I also learned the other day, that he doesn’t know how to tie knots. I mean, the only knot he can tie is your basic overhand. If pressed to make something really secure, he’ll stack them into a bunch of granny knots. Somehow, I thought that everyone had at least a couple in their arsenal, one of those things you just… learn, like… fundamental skills. You’d have at least the basic theory of a hitching tie, if you’d ever tied a shoe, right? I demonstrated an overhand bend and a hitching tie and you’d have thought I was asking him to perform advanced alchemy.
I can’t tell a joke - no sense of comic timing. And I have no ability to read people, either.
You told it wrong. It starts with “I have no sense of timing …”
I can’t wrap gifts either. Bag it all, I say.
I can’t cut up meat, fruit, or vegetables without making a shreddy mess of them.
I have no discernible sense of direction. I get lost driving to places I’ve been hundreds of times. It’s a real disability; I just haven’t found anyone else with it yet.
I’ve never been able to read an old-fashioned thermometer. I mean the kind that you stick under your tongue and is filled with mercury. People keep telling me, “You just see where the line is,” and it’s completely, well, not invisible, but vague, I guess.

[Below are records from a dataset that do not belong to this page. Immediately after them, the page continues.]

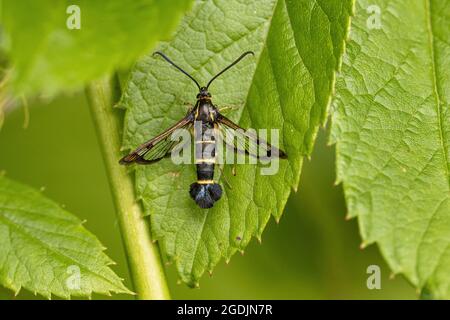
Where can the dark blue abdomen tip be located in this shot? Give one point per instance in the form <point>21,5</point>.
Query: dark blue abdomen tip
<point>205,195</point>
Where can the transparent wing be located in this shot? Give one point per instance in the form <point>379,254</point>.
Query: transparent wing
<point>244,141</point>
<point>159,147</point>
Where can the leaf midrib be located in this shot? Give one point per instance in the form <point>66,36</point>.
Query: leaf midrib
<point>436,90</point>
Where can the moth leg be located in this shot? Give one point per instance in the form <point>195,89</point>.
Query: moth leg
<point>227,109</point>
<point>224,177</point>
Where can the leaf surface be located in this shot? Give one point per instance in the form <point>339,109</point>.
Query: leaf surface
<point>46,250</point>
<point>391,127</point>
<point>47,55</point>
<point>286,86</point>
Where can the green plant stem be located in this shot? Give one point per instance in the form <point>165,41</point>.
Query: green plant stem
<point>144,260</point>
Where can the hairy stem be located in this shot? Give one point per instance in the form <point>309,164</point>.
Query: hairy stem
<point>144,260</point>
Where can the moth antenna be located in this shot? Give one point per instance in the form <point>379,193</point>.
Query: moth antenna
<point>232,64</point>
<point>173,63</point>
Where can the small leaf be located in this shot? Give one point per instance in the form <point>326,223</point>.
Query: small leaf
<point>50,53</point>
<point>286,86</point>
<point>46,250</point>
<point>392,130</point>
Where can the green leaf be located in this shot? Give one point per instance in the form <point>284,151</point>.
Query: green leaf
<point>46,250</point>
<point>391,126</point>
<point>286,86</point>
<point>49,56</point>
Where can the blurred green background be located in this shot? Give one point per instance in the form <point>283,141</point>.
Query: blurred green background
<point>313,253</point>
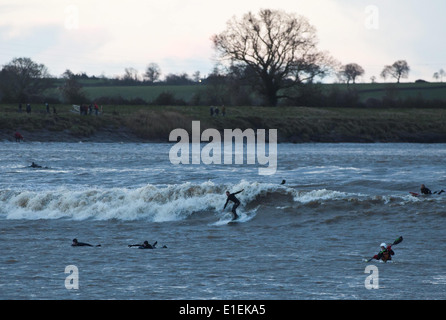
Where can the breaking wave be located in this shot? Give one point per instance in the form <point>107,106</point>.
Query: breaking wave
<point>178,202</point>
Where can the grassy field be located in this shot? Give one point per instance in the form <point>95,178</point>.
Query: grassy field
<point>365,91</point>
<point>294,124</point>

And I can’t feel a pulse with my fingertips. I think they are extra-fleshy or something.
Good thing I’m not an EMT.
Tell me a measurement in metric, you might as well be speaking a rare and obsolete language. I want my stuff in inches, ounces, miles and cups.
Add me to the group that can’t make smalltalk. I was extremely shy as a kid, I have overcome much of it except for talking to others, especially those of the opposite sex.